Les techniciens en instrumentation et contrôle — les spécialistes certifiés compagnons maîtrisant la programmation SIL dont dépend chaque arrêt de maintenance et mise en service — gagnent de 52 à 68 CAD de l'heure, soit 108 000 à 141 000 CAD annuellement avec les heures supplémentaires. Les primes d'arrêt de maintenance ajoutent 15 à 20 % en sus.

La prime Houston

Pour toute organisation cherchant à attirer ou retenir des talents en CCUS et hydrogène, le benchmark externe le plus pertinent est Houston. Les ingénieurs procédés seniors avec une expérience en captage de carbone gagnent de 145 000 à 180 000 USD au Texas, soit une prime de 60 à 70 % par rapport aux équivalents d'Edmonton en termes de change. Les coûts du logement à Houston sont 25 à 30 % plus élevés, mais Houston offre également quelque chose que l'Industrial Heartland d'Edmonton ne peut pas offrir : des modalités de travail hybride flexible pour les postes de conception en ingénierie.

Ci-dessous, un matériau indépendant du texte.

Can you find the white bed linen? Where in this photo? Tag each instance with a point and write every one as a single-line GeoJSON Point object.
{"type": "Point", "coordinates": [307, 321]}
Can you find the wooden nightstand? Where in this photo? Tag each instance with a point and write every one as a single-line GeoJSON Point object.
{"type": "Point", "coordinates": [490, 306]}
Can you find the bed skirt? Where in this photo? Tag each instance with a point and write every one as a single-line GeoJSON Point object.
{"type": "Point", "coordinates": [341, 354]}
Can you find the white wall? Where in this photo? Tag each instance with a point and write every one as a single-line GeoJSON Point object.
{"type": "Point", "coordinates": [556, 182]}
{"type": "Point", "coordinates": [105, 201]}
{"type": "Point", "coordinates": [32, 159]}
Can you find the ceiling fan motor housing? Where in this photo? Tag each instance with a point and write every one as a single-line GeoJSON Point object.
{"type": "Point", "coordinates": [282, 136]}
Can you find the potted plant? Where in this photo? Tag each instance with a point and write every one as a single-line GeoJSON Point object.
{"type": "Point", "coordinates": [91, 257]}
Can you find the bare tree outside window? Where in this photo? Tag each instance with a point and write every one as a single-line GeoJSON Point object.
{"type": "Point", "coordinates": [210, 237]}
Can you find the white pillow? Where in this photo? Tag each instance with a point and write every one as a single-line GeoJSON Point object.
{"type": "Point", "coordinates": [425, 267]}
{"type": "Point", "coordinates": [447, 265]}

Il ne s'agit pas d'un écart qu'une modeste augmentation salariale suffit à combler. Un candidat passif qui compare une offre à Edmonton avec une alternative à Houston évalue simultanément un différentiel de rémunération, de trajet, de flexibilité et de trajectoire de carrière. Les organisations qui considèrent la négociation salariale comme le levier principal passent à côté du véritable problème.

Rémunération des dirigeants

Au niveau VP, la rémunération reflète l'ampleur des responsabilités. Un VP Fabrication ou VP Opérations de raffinage portant la responsabilité du P&L d'un complexe comme Scotford ou Strathcona gagne un salaire de base de 280 000 à 380 000 CAD, avec une rémunération totale en espèces de 450 000 à 650 000 CAD. Les directeurs généraux de site chez les grands opérateurs intégrés tendent vers 750 000 à 950 000 CAD en rémunération directe totale, incitations à long terme comprises.

Le poste émergent de VP/CCUS et Solutions Bas Carbone — responsable du développement de projets de captage de carbone, de la gestion des incitations gouvernementales et du P&L de la ligne d'activité hydrogène — commande un salaire de base de 250 000 à 320 000 CAD et une rémunération totale en espèces de 400 000 à 550 000 CAD. Les entreprises dont le siège est aux États-Unis, comme Dow et Air Products, ajoutent généralement une participation au capital. Ce poste existait à peine il y a cinq ans. Les fourchettes de rémunération sont encore en cours de stabilisation, et les candidats qualifiés pour l'occuper se comptent en dizaines dans tout l'Ouest canadien.

Les données de rémunération convergent vers un même constat : plus l'expertise en décarbonisation est spécialisée, plus l'écart se creuse entre ce que le marché est prêt à payer et ce que le vivier de talents disponible peut fournir.

L'étau réglementaire : tarification du carbone, crédits d'impôt et décisions d'embauche qu'ils imposent

Les décisions d'investissement dans le corridor industriel d'Edmonton ne se prennent pas dans un vide. Elles s'inscrivent dans un environnement réglementaire qui pousse simultanément les organisations vers la décarbonisation tout en ne leur offrant pas la certitude fiscale nécessaire pour engager des capitaux à grande échelle. L'incertitude qui en résulte se répercute directement sur les comportements d'embauche.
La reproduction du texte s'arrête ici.